05/03/2026
🌀”Eu sempre fui assim”
“Nas relações eu funciono desta maneira.”
“Na minha família sempre foi assim.”
Estas frases parecem inofensivas…
mas muitas vezes escondem algo mais profundo: padrões que nunca foram questionados.
A maioria de nós aprendeu a relacionar-se observando.
Observávamos como os nossos pais lidavam com os conflitos.
Observávamos quem tinha voz e quem se calava.
Observávamos quem dava demasiado e quem se afastava.
Observávamos como o amor era demostrado ou retirado.
E sem perceber, gravámos tudo isso como referência.
Mais tarde, na vida adulta, começamos a repetir:
- a mesma forma de reagir quando algo dói
- o mesmo medo de desagradar
- a mesma tendência para agradar ou controlar
- o mesmo silêncio quando algo precisa de ser dito
- o mesmo tipo de relações que acabam por nos ferir
E quando o resultado volta a ser dor, frustração ou distância.. dizemos:
“Eu sempre fiz assim.”
Mas a verdadeira pergunta talvez seja outra:
🔑Será que sempre fizeste assim porque era a forma mais saudável.. ou porque foi a única que aprendeste?
Na visão sistémica, muitos dos nossos comportamentos não são escolhas conscientes.
São lealdades invisíveis, aprendizagens emocionais e estratégias de sobrevivência que um dia fizeram sentido.

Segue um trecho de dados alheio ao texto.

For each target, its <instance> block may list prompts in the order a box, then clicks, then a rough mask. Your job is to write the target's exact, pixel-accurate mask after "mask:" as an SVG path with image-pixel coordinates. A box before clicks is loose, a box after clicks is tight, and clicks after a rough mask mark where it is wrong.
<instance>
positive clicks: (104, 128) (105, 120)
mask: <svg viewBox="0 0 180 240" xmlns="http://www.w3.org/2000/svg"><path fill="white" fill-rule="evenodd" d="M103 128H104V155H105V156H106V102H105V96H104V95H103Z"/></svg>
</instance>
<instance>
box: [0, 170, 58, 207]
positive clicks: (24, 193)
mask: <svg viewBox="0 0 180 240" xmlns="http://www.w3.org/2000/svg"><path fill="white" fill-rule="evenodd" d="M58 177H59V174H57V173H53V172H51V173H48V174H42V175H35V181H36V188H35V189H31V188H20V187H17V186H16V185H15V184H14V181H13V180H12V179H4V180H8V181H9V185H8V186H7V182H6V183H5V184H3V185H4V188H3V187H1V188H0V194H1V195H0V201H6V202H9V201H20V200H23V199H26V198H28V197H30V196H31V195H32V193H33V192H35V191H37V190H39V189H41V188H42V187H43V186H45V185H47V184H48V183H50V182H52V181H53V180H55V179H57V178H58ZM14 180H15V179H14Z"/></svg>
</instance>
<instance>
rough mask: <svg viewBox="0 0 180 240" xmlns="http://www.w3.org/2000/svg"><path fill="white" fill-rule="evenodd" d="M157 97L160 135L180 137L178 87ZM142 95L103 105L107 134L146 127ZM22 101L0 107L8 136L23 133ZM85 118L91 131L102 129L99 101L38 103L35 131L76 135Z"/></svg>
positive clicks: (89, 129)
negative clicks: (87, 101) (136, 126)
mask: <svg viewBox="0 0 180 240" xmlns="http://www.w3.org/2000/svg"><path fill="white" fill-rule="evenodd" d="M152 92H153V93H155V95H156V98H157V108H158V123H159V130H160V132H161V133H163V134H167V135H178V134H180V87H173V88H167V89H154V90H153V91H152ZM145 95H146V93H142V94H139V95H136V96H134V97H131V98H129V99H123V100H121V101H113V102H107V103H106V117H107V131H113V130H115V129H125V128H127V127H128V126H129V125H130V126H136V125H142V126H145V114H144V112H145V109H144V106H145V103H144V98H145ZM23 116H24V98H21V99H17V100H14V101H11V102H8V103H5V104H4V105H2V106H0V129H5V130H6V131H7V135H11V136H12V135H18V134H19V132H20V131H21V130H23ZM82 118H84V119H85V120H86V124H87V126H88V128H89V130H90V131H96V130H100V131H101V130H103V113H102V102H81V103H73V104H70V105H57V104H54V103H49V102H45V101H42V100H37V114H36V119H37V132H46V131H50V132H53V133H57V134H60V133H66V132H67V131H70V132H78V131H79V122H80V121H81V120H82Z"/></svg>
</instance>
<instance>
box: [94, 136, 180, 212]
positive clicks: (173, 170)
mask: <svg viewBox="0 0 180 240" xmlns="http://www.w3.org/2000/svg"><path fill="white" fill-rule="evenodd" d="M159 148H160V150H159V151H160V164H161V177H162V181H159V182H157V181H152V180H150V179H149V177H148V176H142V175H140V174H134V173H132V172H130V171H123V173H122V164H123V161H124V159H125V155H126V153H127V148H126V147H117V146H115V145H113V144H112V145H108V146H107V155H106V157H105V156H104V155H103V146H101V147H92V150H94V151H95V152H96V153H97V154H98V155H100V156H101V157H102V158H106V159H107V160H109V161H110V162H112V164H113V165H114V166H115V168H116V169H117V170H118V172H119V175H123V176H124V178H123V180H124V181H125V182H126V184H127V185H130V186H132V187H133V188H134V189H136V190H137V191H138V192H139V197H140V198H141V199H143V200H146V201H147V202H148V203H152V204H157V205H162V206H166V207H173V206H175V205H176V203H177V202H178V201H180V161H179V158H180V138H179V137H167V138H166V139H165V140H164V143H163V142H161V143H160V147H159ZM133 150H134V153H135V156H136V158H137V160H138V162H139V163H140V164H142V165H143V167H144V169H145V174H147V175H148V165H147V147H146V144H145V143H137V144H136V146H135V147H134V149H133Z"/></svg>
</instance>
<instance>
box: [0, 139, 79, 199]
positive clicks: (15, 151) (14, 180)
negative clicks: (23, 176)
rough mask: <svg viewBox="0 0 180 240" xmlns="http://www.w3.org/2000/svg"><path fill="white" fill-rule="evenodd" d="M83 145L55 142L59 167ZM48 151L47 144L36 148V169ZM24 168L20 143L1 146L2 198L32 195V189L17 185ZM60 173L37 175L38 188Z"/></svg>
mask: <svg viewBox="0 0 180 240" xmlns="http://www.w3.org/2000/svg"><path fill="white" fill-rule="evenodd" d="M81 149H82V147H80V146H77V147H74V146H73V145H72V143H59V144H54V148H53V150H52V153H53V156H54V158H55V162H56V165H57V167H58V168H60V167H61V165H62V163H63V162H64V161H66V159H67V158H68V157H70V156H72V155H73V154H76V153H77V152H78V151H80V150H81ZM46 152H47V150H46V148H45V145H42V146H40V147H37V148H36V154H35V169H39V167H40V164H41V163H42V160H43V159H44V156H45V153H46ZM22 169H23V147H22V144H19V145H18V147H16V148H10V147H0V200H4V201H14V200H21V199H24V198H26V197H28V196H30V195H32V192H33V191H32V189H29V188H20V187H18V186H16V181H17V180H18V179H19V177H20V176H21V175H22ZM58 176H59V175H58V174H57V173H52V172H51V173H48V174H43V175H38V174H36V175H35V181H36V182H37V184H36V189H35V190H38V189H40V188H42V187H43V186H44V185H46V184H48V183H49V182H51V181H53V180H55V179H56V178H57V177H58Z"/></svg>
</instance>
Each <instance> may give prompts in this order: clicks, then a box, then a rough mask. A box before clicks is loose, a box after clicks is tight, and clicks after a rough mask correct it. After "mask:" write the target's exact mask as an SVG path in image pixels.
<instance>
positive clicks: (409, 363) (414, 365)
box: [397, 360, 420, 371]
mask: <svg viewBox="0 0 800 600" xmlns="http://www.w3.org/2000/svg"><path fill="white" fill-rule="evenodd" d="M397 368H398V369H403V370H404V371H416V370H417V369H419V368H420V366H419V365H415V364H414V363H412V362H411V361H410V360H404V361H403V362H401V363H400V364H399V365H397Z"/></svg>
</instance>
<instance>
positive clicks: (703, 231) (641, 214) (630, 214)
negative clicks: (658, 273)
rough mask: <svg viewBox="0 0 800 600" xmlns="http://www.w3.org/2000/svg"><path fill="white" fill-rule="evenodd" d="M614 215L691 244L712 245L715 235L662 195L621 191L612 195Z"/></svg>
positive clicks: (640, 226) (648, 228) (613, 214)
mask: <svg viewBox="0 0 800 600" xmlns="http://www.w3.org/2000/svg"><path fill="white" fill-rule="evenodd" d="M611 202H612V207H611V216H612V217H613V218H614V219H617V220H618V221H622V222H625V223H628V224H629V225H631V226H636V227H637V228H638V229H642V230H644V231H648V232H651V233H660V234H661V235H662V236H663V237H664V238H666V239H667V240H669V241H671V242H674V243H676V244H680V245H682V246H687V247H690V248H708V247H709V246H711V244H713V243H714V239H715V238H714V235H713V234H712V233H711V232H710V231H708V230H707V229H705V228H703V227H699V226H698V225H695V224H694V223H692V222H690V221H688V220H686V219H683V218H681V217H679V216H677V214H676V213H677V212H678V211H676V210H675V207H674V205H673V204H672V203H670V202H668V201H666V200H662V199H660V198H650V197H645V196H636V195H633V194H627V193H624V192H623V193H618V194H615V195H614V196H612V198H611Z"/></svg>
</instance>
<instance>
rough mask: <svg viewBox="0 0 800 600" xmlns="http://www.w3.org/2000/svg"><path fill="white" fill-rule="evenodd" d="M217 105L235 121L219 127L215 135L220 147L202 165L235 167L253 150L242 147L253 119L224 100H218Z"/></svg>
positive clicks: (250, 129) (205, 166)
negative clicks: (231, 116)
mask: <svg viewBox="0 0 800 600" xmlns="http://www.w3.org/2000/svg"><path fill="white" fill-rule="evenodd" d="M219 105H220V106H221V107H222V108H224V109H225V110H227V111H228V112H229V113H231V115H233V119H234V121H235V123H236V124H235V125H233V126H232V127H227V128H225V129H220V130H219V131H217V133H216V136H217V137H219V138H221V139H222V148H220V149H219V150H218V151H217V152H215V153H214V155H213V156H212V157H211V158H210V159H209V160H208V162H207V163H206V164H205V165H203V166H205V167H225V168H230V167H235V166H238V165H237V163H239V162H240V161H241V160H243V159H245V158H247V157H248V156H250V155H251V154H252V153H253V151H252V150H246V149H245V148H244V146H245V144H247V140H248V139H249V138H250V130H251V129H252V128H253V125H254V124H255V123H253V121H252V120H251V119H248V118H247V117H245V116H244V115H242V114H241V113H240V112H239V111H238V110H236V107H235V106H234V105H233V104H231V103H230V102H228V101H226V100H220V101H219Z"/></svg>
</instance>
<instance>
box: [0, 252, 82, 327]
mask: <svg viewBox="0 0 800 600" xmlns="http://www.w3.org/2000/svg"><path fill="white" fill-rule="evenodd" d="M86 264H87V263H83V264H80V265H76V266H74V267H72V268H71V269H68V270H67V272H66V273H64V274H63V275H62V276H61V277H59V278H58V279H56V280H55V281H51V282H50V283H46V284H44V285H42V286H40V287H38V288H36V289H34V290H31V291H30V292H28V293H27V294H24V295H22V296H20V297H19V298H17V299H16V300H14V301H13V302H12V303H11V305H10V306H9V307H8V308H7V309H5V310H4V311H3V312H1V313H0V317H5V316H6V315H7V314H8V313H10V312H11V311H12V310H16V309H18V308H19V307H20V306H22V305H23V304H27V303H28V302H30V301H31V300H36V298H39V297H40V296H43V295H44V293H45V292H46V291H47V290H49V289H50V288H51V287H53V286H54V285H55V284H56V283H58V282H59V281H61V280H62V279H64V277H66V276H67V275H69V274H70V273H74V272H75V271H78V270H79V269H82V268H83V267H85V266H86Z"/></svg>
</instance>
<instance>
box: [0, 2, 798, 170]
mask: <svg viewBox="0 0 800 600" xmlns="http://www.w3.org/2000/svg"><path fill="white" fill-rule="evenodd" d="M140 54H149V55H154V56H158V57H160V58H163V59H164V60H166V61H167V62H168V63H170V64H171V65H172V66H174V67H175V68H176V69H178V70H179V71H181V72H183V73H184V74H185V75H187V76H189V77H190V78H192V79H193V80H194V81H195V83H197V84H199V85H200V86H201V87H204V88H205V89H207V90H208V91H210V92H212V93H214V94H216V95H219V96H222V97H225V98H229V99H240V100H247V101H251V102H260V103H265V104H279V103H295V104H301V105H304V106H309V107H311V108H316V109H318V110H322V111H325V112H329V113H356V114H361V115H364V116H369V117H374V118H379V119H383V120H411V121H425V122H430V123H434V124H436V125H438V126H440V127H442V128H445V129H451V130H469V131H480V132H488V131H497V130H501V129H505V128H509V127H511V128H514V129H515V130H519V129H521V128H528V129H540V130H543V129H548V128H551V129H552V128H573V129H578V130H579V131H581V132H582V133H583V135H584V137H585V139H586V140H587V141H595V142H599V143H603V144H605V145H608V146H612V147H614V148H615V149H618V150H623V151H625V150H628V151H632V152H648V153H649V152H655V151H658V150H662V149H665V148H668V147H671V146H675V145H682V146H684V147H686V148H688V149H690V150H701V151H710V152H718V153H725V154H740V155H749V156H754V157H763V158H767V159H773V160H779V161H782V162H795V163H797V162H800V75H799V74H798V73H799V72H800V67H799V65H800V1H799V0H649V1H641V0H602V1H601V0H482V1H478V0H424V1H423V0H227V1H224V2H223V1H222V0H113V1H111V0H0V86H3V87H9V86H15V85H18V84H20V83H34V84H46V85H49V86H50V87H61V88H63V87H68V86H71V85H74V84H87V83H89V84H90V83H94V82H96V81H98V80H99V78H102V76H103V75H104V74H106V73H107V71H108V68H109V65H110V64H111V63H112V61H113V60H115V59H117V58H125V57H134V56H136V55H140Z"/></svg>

Mas aquilo que te protegeu no passado, pode estar a limitar a tua capacidade de criar relações mais conscientes, seguras e maduras.
E a boa notícia é esta:
✨ Aquilo que foi aprendido.. também pode ser transformado.
Quando ganhas consciência dos padrões que carregas, deixas de viver em ciclos de repetições automáticas.
🌀E nesse momento nasce uma nova possibilidade:
relacionares-te com mais verdade,
mais limites saudáveis,
mais presença,
e mais liberdade de seres quem realmente és.
Porque a pergunta mais libertadora não é “porque sou assim?”
É esta:
✨Que nova forma de viver e de me relacionar eu posso aprender agora?”
Talvez o problema nunca tenha sido quem tu és.
Talvez apenas ninguém te tenha mostrado que existem outras formas de amar e viver.